Maternal CMV IgG was positive, thus breastfeeding was stopped, and formula feeding was initiated. Pneumocystis prophylaxis and immunoglobulin replacement were commenced pending definitive management.
Laboratory investigations
Initial investigations demonstrated lymphopenia at 1.2 × 109/L, which subsequently decreased to 0.7 × 109/L on repeat 3 days later. Quantitative lymphocyte immunophenotyping could not be completed using the laboratory apparatus due to profound lymphopenia. On microscopic evaluation, the laboratory was able to report absent B and T cells, and that the few visible lymphocytes appeared to be CD3-/CD16+/CD56+ NK cells. T-cell mitogen stimulation index to Phytohemagglutinin was profoundly low at 2.3. IgA was <0.07 g/L, IgM < 0.04 g/L and IgG was 5.96 g/L. Due to difficulties with blood draw, further testing on CD45RA/RO and TCRV beta were not able to be done. PCR-based testing was negative for CMV, EBV and HIV.
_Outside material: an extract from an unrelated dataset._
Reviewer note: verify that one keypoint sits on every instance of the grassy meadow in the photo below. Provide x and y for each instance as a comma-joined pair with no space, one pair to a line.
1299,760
A primary immunodeficiency genetic testing panel interrogating 274 genes was completed by Blueprint Genetics. Analysis revealed a homozygous missense variant, c.353G>A (p.Gly118Glu), in exon 5 of the
DCLRE1C gene. This variant has not been previously reported in individuals affected with Artemis deficiency (
Pannicke et al. 2010). This variant has also not been observed in the presumed healthy control databases.
Given the laboratory results of lymphopenia and SCID diagnosis, the patient was referred to the regional transplant centre and underwent hematopoietic stem cell transplant (HSCT) using a matched unrelated donor.
Conclusion
In summary, we present the case of an infant with absent TRECs and T-B-NK+ SCID, found to have a novel variant in the DCLRE1C gene, exon 5, c.353G>A (p.Gly118Glu) resulting in Artemis deficiency SCID. The patient’s clinical phenotype, in addition to the previously published body of literature on the DCLRE1C gene and Artemis deficiency, points to the possible pathogenicity of this variant. Functional studies are needed to ascertain the role of this variant in our patient’s presentation.